The Case For Buying HSBC Holdings plc While It’s Cheap

HSBC Holdings plc (LON: HSBA) has been stuck in neutral for several years, but it could soon start to accelerate again, says Harvey Jones.

| More on:

The content of this article was relevant at the time of publishing. Circumstances change continuously and caution should therefore be exercised when relying upon any content contained within this article.

When investing, your capital is at risk. The value of your investments can go down as well as up and you may get back less than you put in.

Read More

The content of this article is provided for information purposes only and is not intended to be, nor does it constitute, any form of personal advice. Investments in a currency other than sterling are exposed to currency exchange risk. Currency exchange rates are constantly changing, which may affect the value of the investment in sterling terms. You could lose money in sterling even if the stock price rises in the currency of origin. Stocks listed on overseas exchanges may be subject to additional dealing and exchange rate charges, and may have other tax implications, and may not provide the same, or any, regulatory protection as in the UK.

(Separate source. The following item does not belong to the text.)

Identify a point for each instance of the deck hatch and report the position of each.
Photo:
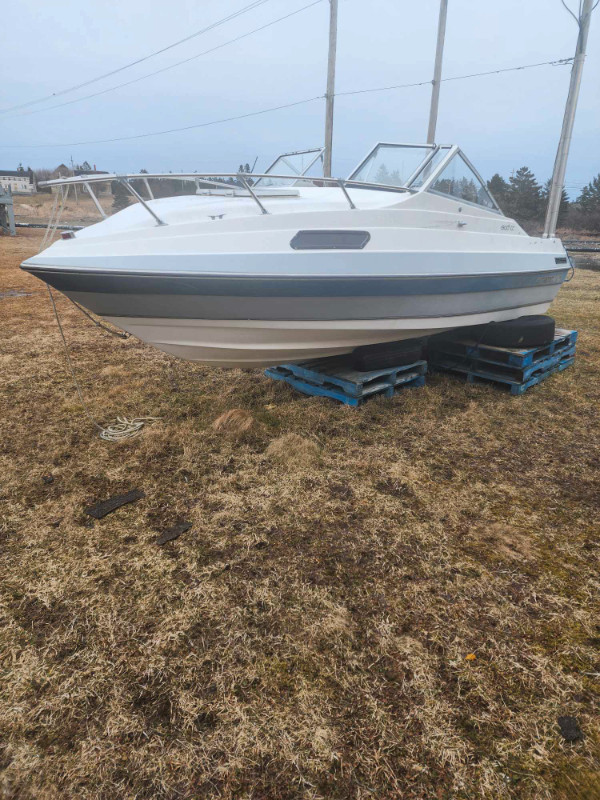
(330, 240)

You’re reading a free article with opinions that may differ from The Motley Fool’s Premium Investing Services. Become a Motley Fool member today to get instant access to our top analyst recommendations, in-depth research, investing resources, and more. Learn More.

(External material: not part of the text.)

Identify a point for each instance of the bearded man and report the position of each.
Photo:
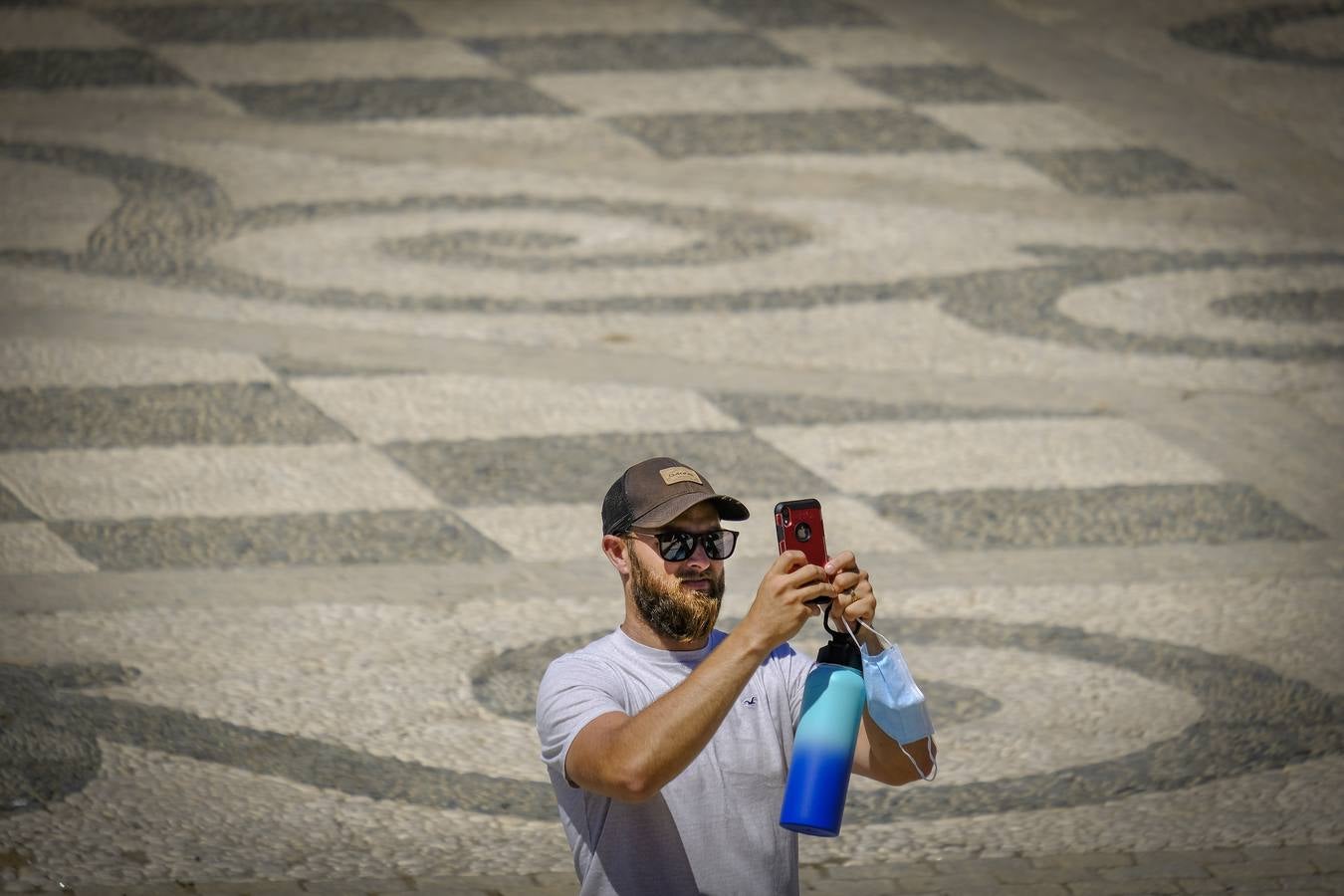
(668, 742)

If you like investing in out-of-favour FTSE 100 blue chips, as I do, then I suggest you run the rule over HSBC Holdings (LSE: HSBA) (NYSE: HBC.US). While high street rivals such as Lloyds Banking Group have raced ahead in recent years, HSBC has been stuck in first gear. In fact, its share price has stalled for the past three years, going precisely nowhere. That has knocked the forecast price-to-earnings valuation to 10.7 times earnings for December 2014. Given that HSBC is supposed to be the good bank, that doesn’t look like a bad price to pay.

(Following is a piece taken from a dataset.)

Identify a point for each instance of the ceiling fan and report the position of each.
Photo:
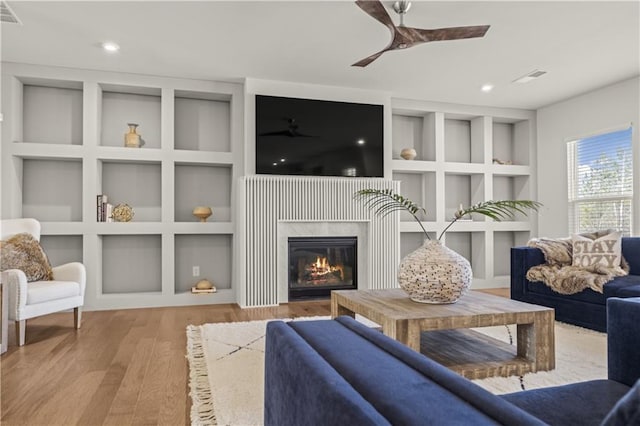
(405, 37)
(291, 131)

I suspect it won’t look such good value for much longer. In fact, the entire banking sector has shown signs of life this year, following publication of the Bank of England’s Bank Liabilities Survey. This lifted banking stocks across the board, by revealing improvements in their capital metrics and retail deposits, and a decline in their funding requirements. Not that I was too worried. HSBC is one of the most strongly capitalised banks of all, with its Core Tier 1 ratio recently up from 12.7% to 13.3%, and has the further security of massive diversified global revenues. But it is another milestone on the long road to financial respectability.

Happy at home

If you feel you’ve missed the boat with Lloyds (up 200% in two years), Royal Bank of Scotland Group (up 70%) or Barclays (up 50%), HSBC could be the best way to cash in on the next phase in the banking sector recovery. I’m glad management has denied plans to sell off a stake in its UK retail banking arm, it doesn’t need that distraction right now, and anyway, why would it want to sell out of the UK’s relatively healthy recovery prospects? The UK is one of HSBC’s two home markets, the other being Hong Kong, and together they contribute more than half of company profits. Q3 profits rose 30% to £4.53 billion, by the way. That looks like a healthy rate of growth to me.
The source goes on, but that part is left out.